Quiara Alegría Hudes tries not to overthink her process, but a few ideas were swirling as she began to draft Water by the Spoonful: she wanted to write about recovery and redemption, feature characters of different ethnicities, and set part of the play in an online chat room. “I knew it was going to be big and messy,” she recalls.

To organize these components, she drew inspiration from her own musical background. Music infuses all of Hudes’s work; she turned to jazz (specifically, the late work of John Coltrane) to inform the style of Water by the Spoonful, corralling disparate elements into a glorious cacophony. “As I researched online chat rooms for recovering addicts, I found the language people used thrilling and virtuosic,” she says. “It reminded me of jazz solos. And so you will see that in the play: monologues, punctuated by bursts [of language] or crazy fervent conversation.”

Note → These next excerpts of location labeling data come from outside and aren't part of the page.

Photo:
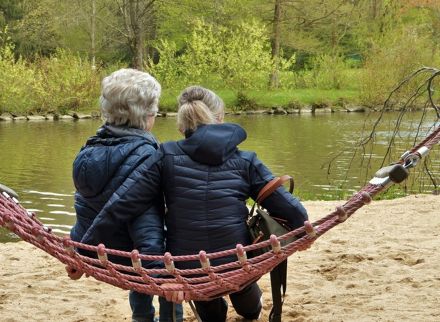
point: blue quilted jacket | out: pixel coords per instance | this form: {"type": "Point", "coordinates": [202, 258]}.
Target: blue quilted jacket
{"type": "Point", "coordinates": [206, 181]}
{"type": "Point", "coordinates": [101, 166]}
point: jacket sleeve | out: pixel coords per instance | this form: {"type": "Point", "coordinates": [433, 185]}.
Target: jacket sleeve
{"type": "Point", "coordinates": [281, 203]}
{"type": "Point", "coordinates": [134, 197]}
{"type": "Point", "coordinates": [147, 233]}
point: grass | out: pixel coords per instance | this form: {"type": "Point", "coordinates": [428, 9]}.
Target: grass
{"type": "Point", "coordinates": [270, 98]}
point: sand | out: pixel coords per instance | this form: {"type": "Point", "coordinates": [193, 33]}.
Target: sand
{"type": "Point", "coordinates": [383, 264]}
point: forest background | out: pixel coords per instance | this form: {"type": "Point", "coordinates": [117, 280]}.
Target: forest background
{"type": "Point", "coordinates": [254, 53]}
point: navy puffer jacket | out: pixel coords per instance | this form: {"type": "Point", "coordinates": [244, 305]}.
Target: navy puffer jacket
{"type": "Point", "coordinates": [101, 166]}
{"type": "Point", "coordinates": [206, 181]}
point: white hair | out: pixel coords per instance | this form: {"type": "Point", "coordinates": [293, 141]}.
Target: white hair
{"type": "Point", "coordinates": [129, 97]}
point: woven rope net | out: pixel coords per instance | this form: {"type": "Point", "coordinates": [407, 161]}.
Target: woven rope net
{"type": "Point", "coordinates": [208, 281]}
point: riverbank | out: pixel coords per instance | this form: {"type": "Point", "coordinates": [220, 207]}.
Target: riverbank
{"type": "Point", "coordinates": [382, 264]}
{"type": "Point", "coordinates": [309, 109]}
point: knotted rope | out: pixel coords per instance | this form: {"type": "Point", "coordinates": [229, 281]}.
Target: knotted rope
{"type": "Point", "coordinates": [208, 281]}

The language isn’t the only component influenced by the rangy contrast of jazz. Two narratives, spanning real and virtual worlds, run parallel to one another in Water by the Spoonful, only to unexpectedly collide. As the characters’ lives start to intersect, on- and offline, Hudes finds beauty in dissonance as she slowly illuminates an intricate network of families of blood and choice, comprised of survivors striving to reinvent themselves. “Within these families, these people are facing many obstacles,” says Hudes, “figuring out what their place in the world is, why they're punishing themselves, why they can't forgive other people, figuring out who they will fall in love with, figuring out who they will never talk to again. And they're all recovering, in some way or another.”

The strength of the close-knit tribes within Water by the Spoonful ultimately doesn’t rely on shared geography or genetics but on the power of community, the necessity for second chances, and the love, pain, and compassion that can spring from the unlikeliest of connections.